Urban Splash has an ability to grab attention with the quality of its designs and the sheer audacity of its proposals.

The company has earned this award for continuing to innovate across regeneration, and for demonstrating that bravery is not only good for grabbing headlines but can also be good for business. In the past financial year Urban Splash increased pre-tax profit by 78% and grew turnover by 114%.
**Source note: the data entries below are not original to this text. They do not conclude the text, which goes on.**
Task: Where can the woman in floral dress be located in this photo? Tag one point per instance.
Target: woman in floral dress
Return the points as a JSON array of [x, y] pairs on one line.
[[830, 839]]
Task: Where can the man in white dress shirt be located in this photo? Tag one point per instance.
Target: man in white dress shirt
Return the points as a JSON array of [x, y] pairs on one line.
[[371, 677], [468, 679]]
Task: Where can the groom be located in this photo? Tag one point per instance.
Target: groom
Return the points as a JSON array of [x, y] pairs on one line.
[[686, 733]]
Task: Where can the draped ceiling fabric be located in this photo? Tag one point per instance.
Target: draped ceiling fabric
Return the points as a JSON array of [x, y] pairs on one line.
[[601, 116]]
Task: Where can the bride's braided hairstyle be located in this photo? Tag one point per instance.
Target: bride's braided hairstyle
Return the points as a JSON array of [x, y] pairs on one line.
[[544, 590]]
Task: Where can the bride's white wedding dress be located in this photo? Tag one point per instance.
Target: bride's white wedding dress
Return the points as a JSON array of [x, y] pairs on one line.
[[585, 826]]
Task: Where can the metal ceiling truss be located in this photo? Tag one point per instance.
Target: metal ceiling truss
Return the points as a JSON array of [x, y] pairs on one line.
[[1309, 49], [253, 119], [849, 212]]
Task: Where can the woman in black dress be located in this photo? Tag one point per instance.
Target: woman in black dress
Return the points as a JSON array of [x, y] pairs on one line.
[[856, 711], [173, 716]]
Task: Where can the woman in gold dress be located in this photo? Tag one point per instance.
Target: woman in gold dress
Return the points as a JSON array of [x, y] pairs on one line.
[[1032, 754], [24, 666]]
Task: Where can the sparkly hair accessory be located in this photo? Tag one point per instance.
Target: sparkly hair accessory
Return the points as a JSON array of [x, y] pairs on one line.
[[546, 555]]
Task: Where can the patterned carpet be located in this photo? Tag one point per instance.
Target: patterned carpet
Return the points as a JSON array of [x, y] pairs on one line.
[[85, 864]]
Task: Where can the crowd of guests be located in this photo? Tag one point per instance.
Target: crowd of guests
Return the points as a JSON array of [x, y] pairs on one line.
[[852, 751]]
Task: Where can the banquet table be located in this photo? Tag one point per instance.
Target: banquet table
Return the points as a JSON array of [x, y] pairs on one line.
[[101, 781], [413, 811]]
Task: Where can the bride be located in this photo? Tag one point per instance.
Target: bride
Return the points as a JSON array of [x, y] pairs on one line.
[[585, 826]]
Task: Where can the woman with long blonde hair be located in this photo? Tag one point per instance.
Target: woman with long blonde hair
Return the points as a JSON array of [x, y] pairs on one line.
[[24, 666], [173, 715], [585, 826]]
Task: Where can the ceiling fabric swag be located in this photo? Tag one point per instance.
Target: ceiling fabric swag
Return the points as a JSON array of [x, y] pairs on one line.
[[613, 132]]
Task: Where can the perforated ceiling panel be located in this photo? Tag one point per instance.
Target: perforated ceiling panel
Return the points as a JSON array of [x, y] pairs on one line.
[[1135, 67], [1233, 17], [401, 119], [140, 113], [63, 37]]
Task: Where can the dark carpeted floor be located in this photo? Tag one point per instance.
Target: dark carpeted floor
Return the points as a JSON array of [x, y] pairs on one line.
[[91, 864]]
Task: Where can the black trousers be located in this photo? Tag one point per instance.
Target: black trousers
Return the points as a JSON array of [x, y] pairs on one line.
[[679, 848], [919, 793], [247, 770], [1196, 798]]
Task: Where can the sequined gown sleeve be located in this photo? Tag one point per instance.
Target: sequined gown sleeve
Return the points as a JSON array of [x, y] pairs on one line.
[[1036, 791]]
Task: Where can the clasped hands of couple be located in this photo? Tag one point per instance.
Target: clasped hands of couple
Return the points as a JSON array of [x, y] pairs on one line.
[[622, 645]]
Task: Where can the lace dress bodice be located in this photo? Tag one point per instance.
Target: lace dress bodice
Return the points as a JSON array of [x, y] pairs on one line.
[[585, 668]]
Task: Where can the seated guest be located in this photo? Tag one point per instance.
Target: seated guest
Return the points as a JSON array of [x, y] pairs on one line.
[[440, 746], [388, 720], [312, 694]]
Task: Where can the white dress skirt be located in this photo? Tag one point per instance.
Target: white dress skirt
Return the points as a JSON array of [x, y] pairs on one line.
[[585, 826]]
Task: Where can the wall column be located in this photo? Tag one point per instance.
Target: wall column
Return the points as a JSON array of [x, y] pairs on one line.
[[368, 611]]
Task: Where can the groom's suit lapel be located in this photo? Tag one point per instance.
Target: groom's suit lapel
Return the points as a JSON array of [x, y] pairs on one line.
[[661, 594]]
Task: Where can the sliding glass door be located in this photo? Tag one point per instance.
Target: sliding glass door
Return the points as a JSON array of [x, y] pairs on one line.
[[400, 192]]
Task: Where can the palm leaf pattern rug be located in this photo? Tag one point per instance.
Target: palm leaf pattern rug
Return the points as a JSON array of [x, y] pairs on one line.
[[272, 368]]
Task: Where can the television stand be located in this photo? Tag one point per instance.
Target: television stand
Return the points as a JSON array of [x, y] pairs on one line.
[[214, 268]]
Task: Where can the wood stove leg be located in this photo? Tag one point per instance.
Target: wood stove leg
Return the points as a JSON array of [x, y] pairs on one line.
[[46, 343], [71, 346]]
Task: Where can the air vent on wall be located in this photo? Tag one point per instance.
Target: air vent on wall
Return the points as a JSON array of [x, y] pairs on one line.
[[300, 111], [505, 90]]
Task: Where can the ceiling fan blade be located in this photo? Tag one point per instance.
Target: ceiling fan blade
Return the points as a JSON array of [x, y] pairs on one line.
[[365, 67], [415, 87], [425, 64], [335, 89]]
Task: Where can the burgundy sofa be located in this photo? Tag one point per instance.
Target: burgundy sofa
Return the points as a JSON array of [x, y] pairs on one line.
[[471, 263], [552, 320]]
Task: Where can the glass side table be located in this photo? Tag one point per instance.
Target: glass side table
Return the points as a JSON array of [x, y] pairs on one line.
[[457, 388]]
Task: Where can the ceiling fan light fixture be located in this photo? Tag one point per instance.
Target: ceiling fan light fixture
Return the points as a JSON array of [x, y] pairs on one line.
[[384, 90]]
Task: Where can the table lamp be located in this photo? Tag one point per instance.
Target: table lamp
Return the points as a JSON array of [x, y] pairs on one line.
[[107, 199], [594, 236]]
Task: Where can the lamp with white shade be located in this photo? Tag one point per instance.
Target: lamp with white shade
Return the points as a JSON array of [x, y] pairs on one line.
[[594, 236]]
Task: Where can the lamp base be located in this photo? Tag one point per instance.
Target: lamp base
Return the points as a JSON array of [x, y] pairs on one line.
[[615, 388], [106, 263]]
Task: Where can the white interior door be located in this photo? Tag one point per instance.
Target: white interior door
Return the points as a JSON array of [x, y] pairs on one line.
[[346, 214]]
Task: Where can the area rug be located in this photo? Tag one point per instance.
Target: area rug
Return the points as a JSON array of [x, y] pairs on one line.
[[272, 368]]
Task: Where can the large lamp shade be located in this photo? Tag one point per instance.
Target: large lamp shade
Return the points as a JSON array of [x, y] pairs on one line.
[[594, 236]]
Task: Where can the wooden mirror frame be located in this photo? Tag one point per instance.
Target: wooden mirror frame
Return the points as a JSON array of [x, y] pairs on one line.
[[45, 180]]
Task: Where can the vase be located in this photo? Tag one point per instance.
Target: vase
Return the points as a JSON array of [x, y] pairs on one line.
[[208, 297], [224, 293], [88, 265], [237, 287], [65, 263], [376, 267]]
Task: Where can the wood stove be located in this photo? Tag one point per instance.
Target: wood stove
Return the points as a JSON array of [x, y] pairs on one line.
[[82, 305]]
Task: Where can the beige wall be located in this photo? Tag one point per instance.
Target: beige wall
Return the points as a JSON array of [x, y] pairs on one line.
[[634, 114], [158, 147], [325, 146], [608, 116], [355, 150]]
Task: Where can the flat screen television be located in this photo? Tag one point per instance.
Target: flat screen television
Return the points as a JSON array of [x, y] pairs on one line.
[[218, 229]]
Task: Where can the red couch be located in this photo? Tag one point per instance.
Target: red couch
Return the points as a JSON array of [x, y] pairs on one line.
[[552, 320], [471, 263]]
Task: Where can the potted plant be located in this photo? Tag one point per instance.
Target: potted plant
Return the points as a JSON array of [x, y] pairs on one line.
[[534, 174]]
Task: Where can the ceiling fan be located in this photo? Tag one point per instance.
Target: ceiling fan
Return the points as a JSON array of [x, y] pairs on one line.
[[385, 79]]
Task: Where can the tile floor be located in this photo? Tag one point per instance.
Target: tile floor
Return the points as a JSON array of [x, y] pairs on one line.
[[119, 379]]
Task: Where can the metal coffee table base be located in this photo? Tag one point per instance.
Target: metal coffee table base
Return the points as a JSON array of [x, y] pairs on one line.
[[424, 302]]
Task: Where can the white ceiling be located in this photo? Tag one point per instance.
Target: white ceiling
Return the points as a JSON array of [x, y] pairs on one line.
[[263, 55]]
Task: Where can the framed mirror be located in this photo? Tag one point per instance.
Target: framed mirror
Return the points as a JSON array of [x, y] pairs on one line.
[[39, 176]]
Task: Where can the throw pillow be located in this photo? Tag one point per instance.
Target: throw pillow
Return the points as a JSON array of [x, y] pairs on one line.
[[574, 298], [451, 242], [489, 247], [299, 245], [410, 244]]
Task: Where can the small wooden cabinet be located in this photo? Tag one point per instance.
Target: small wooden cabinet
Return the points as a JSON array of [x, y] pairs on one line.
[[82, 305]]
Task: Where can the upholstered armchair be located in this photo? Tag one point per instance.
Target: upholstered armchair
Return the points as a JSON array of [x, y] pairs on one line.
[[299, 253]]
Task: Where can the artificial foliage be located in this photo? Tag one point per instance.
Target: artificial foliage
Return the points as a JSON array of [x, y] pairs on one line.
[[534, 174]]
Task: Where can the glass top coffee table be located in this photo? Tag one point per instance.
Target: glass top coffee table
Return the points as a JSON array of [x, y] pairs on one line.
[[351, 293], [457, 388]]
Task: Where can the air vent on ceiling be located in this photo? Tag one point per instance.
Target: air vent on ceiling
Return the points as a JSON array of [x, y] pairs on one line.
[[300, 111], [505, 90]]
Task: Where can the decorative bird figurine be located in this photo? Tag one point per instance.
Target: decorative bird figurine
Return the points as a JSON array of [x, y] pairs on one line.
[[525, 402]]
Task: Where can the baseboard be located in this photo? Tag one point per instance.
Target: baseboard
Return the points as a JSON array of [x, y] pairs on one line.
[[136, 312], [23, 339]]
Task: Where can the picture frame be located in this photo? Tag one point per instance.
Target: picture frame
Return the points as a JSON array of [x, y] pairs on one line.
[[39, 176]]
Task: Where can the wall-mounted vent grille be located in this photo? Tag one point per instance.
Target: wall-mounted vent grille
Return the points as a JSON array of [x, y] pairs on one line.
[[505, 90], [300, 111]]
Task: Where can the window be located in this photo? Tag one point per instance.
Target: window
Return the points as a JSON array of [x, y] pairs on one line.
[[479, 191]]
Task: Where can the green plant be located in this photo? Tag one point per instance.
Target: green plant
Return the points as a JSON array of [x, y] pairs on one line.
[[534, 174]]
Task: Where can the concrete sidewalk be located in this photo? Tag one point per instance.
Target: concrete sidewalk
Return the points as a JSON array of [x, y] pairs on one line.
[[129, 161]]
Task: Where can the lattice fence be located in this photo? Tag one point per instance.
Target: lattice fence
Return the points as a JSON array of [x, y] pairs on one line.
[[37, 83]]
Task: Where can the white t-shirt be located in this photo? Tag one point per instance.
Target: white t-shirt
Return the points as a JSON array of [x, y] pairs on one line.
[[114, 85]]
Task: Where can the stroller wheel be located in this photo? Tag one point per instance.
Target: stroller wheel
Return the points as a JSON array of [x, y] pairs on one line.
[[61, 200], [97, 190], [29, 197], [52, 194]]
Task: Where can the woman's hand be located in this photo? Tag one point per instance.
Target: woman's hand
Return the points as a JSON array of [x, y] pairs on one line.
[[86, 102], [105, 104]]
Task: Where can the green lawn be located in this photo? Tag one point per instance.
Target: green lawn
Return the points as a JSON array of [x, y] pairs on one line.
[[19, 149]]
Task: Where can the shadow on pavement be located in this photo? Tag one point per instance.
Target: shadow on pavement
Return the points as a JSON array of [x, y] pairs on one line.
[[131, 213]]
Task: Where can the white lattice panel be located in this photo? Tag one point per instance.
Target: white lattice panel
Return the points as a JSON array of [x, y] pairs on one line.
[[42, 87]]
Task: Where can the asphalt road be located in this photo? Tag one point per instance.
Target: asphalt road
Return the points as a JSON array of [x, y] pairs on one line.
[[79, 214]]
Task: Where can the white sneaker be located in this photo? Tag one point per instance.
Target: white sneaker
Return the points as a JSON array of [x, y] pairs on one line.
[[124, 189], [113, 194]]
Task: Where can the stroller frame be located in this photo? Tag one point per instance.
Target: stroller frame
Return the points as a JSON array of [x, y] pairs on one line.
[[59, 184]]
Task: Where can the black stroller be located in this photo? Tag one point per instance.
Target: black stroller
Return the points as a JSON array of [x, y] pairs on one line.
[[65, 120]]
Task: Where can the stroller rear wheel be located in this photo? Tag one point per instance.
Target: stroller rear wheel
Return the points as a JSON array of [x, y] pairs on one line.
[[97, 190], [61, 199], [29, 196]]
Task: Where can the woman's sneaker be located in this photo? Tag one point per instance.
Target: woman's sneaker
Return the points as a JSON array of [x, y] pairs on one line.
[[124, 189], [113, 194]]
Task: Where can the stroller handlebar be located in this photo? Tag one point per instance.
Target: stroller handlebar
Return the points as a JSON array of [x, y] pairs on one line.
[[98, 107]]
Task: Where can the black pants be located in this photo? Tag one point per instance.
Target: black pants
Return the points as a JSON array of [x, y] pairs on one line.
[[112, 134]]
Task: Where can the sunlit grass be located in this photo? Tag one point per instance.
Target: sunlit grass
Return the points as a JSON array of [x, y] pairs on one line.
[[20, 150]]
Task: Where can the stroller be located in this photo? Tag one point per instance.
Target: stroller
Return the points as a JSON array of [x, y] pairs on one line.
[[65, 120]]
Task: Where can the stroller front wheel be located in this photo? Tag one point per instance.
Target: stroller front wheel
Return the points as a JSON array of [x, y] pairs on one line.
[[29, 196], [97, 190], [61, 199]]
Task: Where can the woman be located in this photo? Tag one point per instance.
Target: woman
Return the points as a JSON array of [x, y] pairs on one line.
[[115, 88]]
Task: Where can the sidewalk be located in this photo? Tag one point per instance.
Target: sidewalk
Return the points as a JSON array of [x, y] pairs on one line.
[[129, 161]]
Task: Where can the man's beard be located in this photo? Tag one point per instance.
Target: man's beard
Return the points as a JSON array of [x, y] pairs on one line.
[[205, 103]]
So what’s next for the firm? Well, Imperial House in Bristol, now called Lake Shore, is one of a number of new projects in the offing. Exactly what Urban Splash will be doing is yet to be seen, but one thing is certain: it won’t be safe, boring or conventional.

Runners up

Countryside Properties

A £6.5bn development programme, 10,000 new homes in the pipeline and mixed-use schemes that bring economic benefits to communities. This is developer Countryside Properties in action. Through schemes such as The Chertsey Opportunity in Surrey, Countryside is delivering regeneration and place-making on a large-scale. In Chertsey, the company worked with Runnymede council to develop an 11 acre town centre site with 155,500ft2 of office space, 93 apartments, a new town square and ancillary retail accommodation. In Manchester, the company created The Edge, a high-rise mixed-use scheme.

LPC Living

Where is the first-time buyer, many industry professionals are asking. The answer could be: standing in a queue to snap up one of LPC Living’s homes. By the middle of this year, LPC had housed more than 600 first-time buyers in Salford, Manchester and Liverpool through privately financed regeneration initiatives. These include the refurbishment of Lakeside in Liverpool, formerly a set of council tower blocks with just one resident, which now consists of apartments sold at under £60,000. The company also achieved early sales success with Quay 5, an apartment scheme in the notorious Ordsall area of Salford, undertaken with Salford council. Through such projects, it is challenging local perceptions, bringing new people into communities, and playing a key role in regeneration.

Thornfield Properties

Back to basics is Thornfield’s approach to regeneration. The company focuses on people and communities to bring about enduring and sustainable change. With 10 million ft2 of projects in progress with an end value of close to £2bn, the company has plenty of opportunity to practice its approach. One successful example is The Centre, Feltham, west London. Feltham centre was a derelict 1960s shopping precinct next to decrepit council flats before Thornfield’s intervention. The developer recognised that new community uses, including a library, community centre and medical centre, would help bring new life to the location. Around the community facilities new stores have been developed, notably an 80,000ft2 Asda, a hotel, 800 mixed-tenure apartments and other amenities. The new retail units are occupied and rents have risen; the homes, which are being developed by Barratt, are selling well and the library has 40,000 active users. It is a clear success story.